Fig. 4 |. ERBB2 signaling promotes a multifaceted negative feedback response.

a,b, Representative western blot (a) and quantification (b) of whole heart lysates for Hippo pathway components and DUSP6 for WT and tOE adult heart lysates for each timepoint. n = 3–8 per group. c, Schematic of the Hippo pathway, incorporating western blot data from the Dediff timepoint. d, Heat map of negative feedback regulators, based on log₂-transformed normalized counts from RNA-seq data. Rows represent genes. Columns represent each biological sample. Color bars represent z-score for each row across all timepoints. e, qRT–PCR from whole heart lysates for negative feedback regulators. Each value is normalized to the WT value of its corresponding timepoint. n = 4 per group. f, Schematic of ERK and AKT pathways, incorporating RNA-seq and RT–qPCR data from the Dediff timepoint. g, Heat map of anti-angiogenic regulators, generated in the same way as d. In all graph panels, numerical data are presented as mean ± s.e.m. Statistical significance was calculated using a two-tailed paired Student’s t-test in b and e between WT and tOE groups. *P ≤ 0.05, **P < 0.01, ***P < 0.001, ****P < 0.0001. Uncropped blots for a are provided in Supplementary Source Data.

Fig. 5 |. LATS1/2 negative feedback signaling is required for redifferentiation.

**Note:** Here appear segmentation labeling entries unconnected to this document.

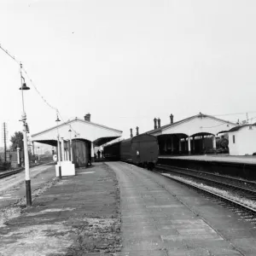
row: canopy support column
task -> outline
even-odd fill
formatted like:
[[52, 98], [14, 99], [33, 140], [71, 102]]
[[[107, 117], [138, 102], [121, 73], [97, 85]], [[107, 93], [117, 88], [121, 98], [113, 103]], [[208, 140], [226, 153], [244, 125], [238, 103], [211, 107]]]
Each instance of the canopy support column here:
[[191, 154], [190, 137], [188, 137], [189, 154]]
[[94, 162], [94, 144], [93, 142], [90, 143], [90, 157], [91, 157], [91, 162]]
[[65, 148], [64, 148], [64, 138], [61, 138], [61, 156], [62, 156], [62, 161], [65, 161]]

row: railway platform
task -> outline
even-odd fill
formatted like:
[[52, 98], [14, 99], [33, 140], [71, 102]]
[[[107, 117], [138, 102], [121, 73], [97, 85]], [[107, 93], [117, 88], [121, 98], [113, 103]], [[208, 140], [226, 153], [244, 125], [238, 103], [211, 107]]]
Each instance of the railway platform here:
[[122, 256], [256, 255], [256, 230], [186, 186], [120, 162]]
[[[122, 162], [94, 163], [0, 222], [0, 255], [253, 256], [253, 224], [186, 186]], [[2, 210], [2, 209], [1, 209]]]

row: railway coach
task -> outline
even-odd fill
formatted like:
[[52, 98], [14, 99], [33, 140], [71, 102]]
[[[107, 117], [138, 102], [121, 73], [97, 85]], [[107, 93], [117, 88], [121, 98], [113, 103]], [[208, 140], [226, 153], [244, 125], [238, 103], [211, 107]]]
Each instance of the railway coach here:
[[130, 162], [152, 170], [159, 155], [154, 136], [141, 134], [104, 147], [106, 159]]

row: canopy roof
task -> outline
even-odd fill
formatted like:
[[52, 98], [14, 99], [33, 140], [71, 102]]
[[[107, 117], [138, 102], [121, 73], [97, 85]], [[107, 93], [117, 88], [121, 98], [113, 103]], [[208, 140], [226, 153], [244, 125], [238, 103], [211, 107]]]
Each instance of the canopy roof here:
[[[69, 131], [70, 128], [72, 131]], [[32, 140], [55, 146], [58, 134], [64, 140], [80, 138], [94, 143], [95, 146], [101, 146], [121, 137], [122, 131], [76, 118], [58, 126], [33, 134]]]
[[212, 115], [200, 113], [199, 114], [189, 117], [180, 121], [151, 130], [146, 133], [154, 136], [164, 134], [186, 134], [187, 136], [196, 134], [216, 135], [220, 131], [235, 126], [237, 126], [237, 125], [218, 119]]

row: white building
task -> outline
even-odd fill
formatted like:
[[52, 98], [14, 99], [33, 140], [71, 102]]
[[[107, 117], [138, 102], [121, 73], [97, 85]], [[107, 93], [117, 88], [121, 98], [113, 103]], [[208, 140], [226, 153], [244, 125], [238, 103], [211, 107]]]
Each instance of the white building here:
[[246, 125], [229, 131], [230, 155], [253, 154], [256, 152], [256, 125]]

a, Schematic of experimental layout. b, Representative still images from first frame of 48-hour time-lapse movies of LATSi- or DMSO-treated WT and OE P7 CMs, with full quantification (n = 5–7 for each group). White triangles indicate mitosis without cytokinesis, and white circles indicate mitosis with cytokinesis. Colored tracks outline CM displacement. Scale bars, 100 μm. OE DMSO versus OE LATSi P = 0.0025. c, Representative immunofluorescence images for AurkB of groups stated in b with full quantification. All groups had minimum n = 3. Scale bars, 50 μm. OE DMSO versus OE LATSi P < 0.0001. d, Schematic of inducible caERBB2 expression system in adult mice with tamoxifen-inducible LATS1/2 cKO and tdTomato expression. e, Panels from left to right show ejection fraction, long-axis FS, rSV and left ventricular diastolic volume (LV volume, d) of WT, tOE, WT LATS1/2 cKO and tOE LATS1/2 cKO uninjured mice, measured by echocardiography. Gray shaded area represents the time period of caERBB2 activation. Blue shaded area represents the redifferentiation phase. n = 3–8 for each group. f, Representative M-mode images of the left ventricle in diastole and systole for WT, tOE, WT cKO and OE cKO uninjured mice at Rediff (7WPI). Yellow lines trace wall contractility. Scale bars, 2 mm. g,h, Representative immunofluorescence images of WT, tOE, WT cKO and tOE cKO uninjured hearts at Rediff for Nestin (g) and pH3 (h). For g, upper panel scale bars, 1 mm. For lower panel and h, scale bars, 50 μm. Arrows highlight CMs positive for either Nestin or pH3. n = 3 per group. i, Metaphorical model for the role of negative feedback signaling in redifferentiation. In all panels, numerical data are presented as mean ± s.e.m. Statistical significance was calculated using a paired two-way ANOVA followed by Sidak’s test in b and c; a one-way ANOVA followed by Tukey’s test in the three left-most panels of e; and Bonferroni’s test for the following hypotheses: tOE versus WT cKO and tOE versus tOE cKO in the right-most panel of e. *P ≤ 0.05, **P < 0.01, ***P < 0.001, ****P < 0.0001. 7WPI, 7 weeks post induction; tam, tamoxifen.